China Securities: Profitability in VC and EC Segments Expected to Improve, Focus on High-Beta Stocks

Stock News03-30

Prices for solvents and additives declined in January and February. Recent geopolitical tensions in the Middle East have driven up energy costs, subsequently increasing the prices of solvents produced via the petrochemical route. Cost increases for EC and EMC have largely been passed through to downstream customers. For DMC produced via the propylene oxide (PO) method, profitability has actually improved due to rising prices of the co-product, propylene glycol. In the short term, profitability for VC and FEC has seen a slight decrease.

Based on supply and demand dynamics, China Securities believes the EC and VC segments will be in a tight balance by 2026. With the peak season approaching, profitability for VC and EC is expected to improve further. Meanwhile, companies producing DMC via the PO method are likely to achieve excess profits due to the price increase of co-product propylene glycol. The key points from the analysis are as follows.

Combining supply and demand factors, the firm anticipates the EC and VC segments will be in a tight balance in 2026. The arrival of the peak season is expected to further enhance the profitability of VC and EC.

On the demand side, a new cycle for lithium batteries is becoming increasingly clear, and demand from the energy storage sector is materializing. Global demand for lithium batteries is projected to reach 3,065 GWh in 2026, a year-on-year increase of 34%, driving rapid growth in electrolyte demand. In the medium term, overall lithium battery demand is expected to maintain a compound annual growth rate of 19-20% through 2030.

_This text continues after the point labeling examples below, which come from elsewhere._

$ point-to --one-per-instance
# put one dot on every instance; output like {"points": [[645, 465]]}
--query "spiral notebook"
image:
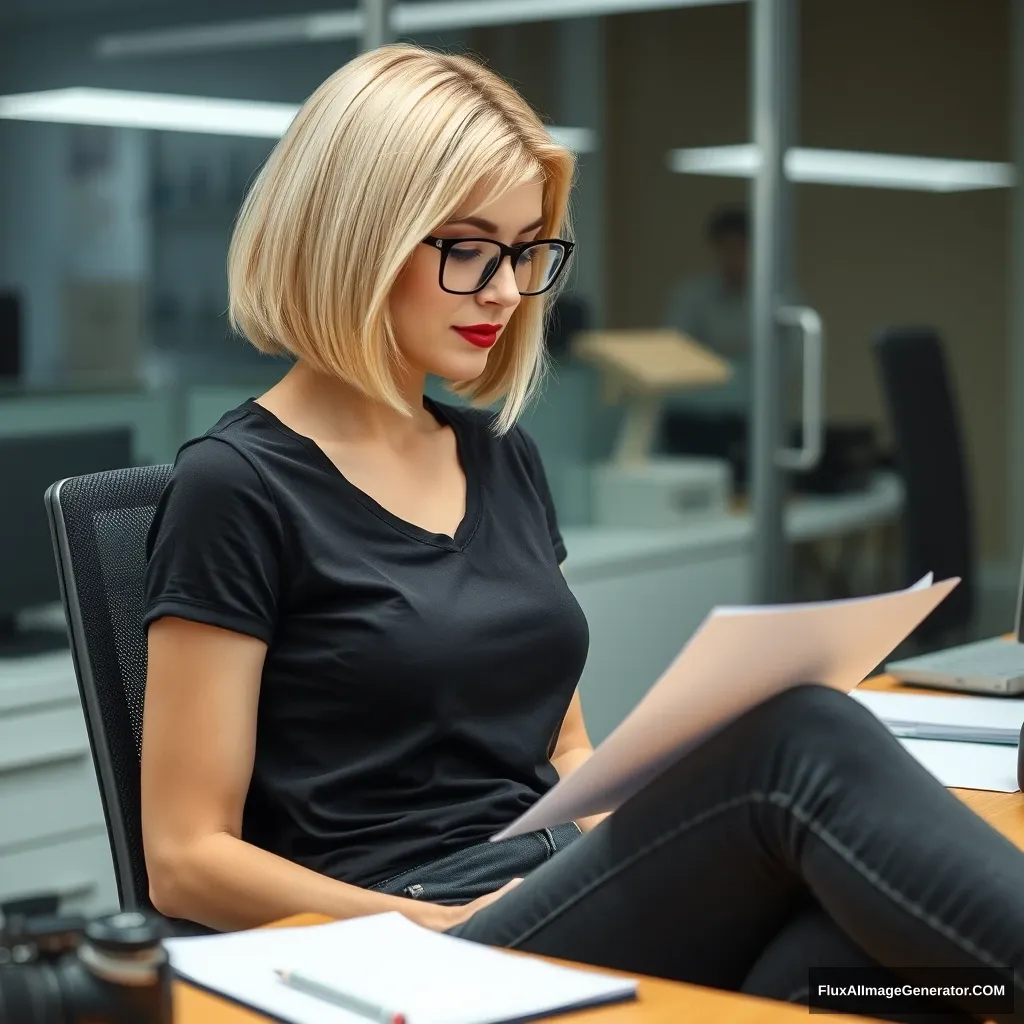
{"points": [[427, 977]]}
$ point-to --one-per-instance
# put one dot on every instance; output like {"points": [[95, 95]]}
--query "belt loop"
{"points": [[553, 848]]}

On the supply side, for solvents, effective supply of EC, DMC, and EMC in 2026 is forecast at 930,000 tons, 1.29 million tons, and 1.34 million tons, respectively, corresponding to supply-demand ratios of approximately 106%, 127%, and 162%. For additives, effective supply of VC and FEC in 2026 is estimated at approximately 110,000 tons and 50,000 tons, respectively, with supply-demand ratios of about 107% and 118%.

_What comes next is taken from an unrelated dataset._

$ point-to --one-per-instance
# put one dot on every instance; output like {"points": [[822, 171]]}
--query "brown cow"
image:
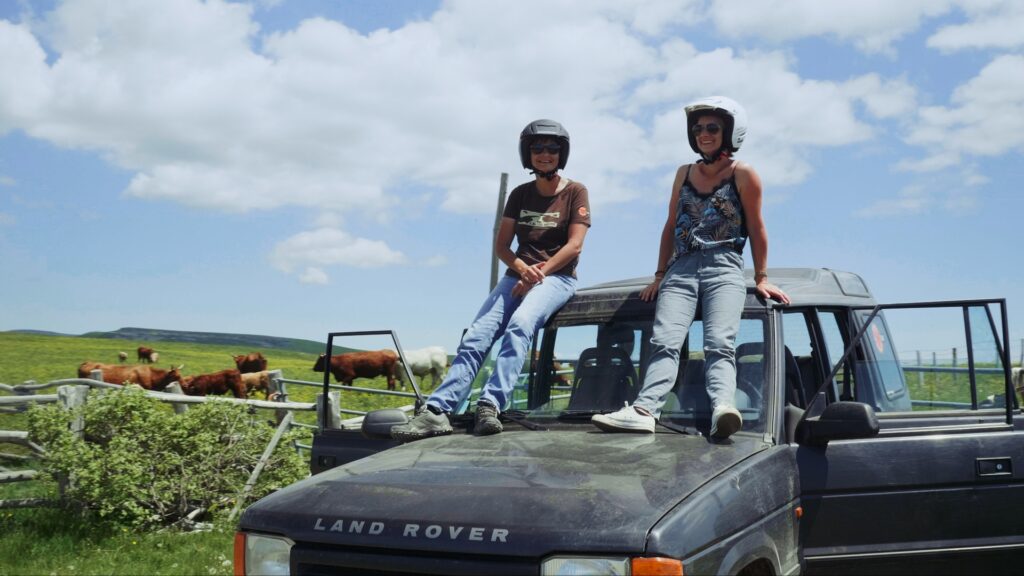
{"points": [[253, 362], [216, 382], [146, 376], [257, 381], [346, 367]]}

Fundamentally, demand recovery coupled with rising energy costs is pushing solvent prices higher. A surge in energy storage demand in Q4 2025 drove up prices for solvents and additives, with EC rising by nearly 2,000 yuan per ton (a 41% increase) and VC prices increasing by 120,000 yuan per ton (a 218% surge). Prices for solvents and additives retreated in January and February 2026 due to seasonal weakness and the impact of industry inventory buildup following the price spike in December. Since March, ongoing geopolitical tensions in the Middle East have caused energy prices to climb steadily, leading to price increases for solvent products derived from the petrochemical route. Specifically, the price of EC has risen from a low of 5,800 yuan per ton in early March to 7,600 yuan per ton, a gain of 31%.

Regarding profitability, cost increases for EC and EMC have been largely passed downstream. Profitability for DMC produced via the PO route has improved significantly, while additive profitability has decreased slightly in the short term.

1) EC: Costs have been mostly passed through. Producing one ton of EC consumes 0.52 tons of ethylene oxide. A 1,000 yuan increase in the price of ethylene oxide raises the production cost of EC by 520 yuan. The firm calculates the current post-tax net profit per ton is approximately 855 yuan, remaining largely unchanged from early March. 2) DMC: Profitability for the PO method has improved markedly, while the ethylene oxide (EO) method has seen a slight decline. a) PO Method: Core raw materials are propylene oxide and methanol, with propylene glycol as a co-product. The current estimated post-tax net profit per ton of DMC produced via the PO method is approximately 940 yuan, an increase of 700 yuan per ton compared to early March (primarily due to a 4,900 yuan per ton rise in propylene glycol prices). b) EO Method: Core raw materials are ethylene oxide and methanol, with ethylene glycol as a co-product. The current estimated post-tax net profit per ton of DMC produced via the EO method is approximately 425 yuan, showing a slight decrease from early March. 3) EMC: Costs have been largely passed through. The main raw materials for EMC are DMC and ethanol. The current estimated post-tax net profit per ton of EMC is approximately 200 yuan, remaining stable compared to early March. 4) VC: Profitability has decreased due to rising EC prices. Core raw materials are EC, triethylamine, and DMC. The current estimated post-tax net profit per ton of VC is approximately 62,000 yuan. 5) FEC: Profitability has decreased due to rising EC prices. Core raw materials are EC and potassium fluoride. The current estimated post-tax net profit per ton of FEC is approximately 18,000 yuan.

With lithium battery demand gradually recovering and both the EC and VC segments expected to remain in a tight balance throughout the year, the firm believes profitability in these areas is poised to increase. Additionally, producers of DMC using the PO method are positioned to capture excess profits driven by the price appreciation of the co-product, propylene glycol.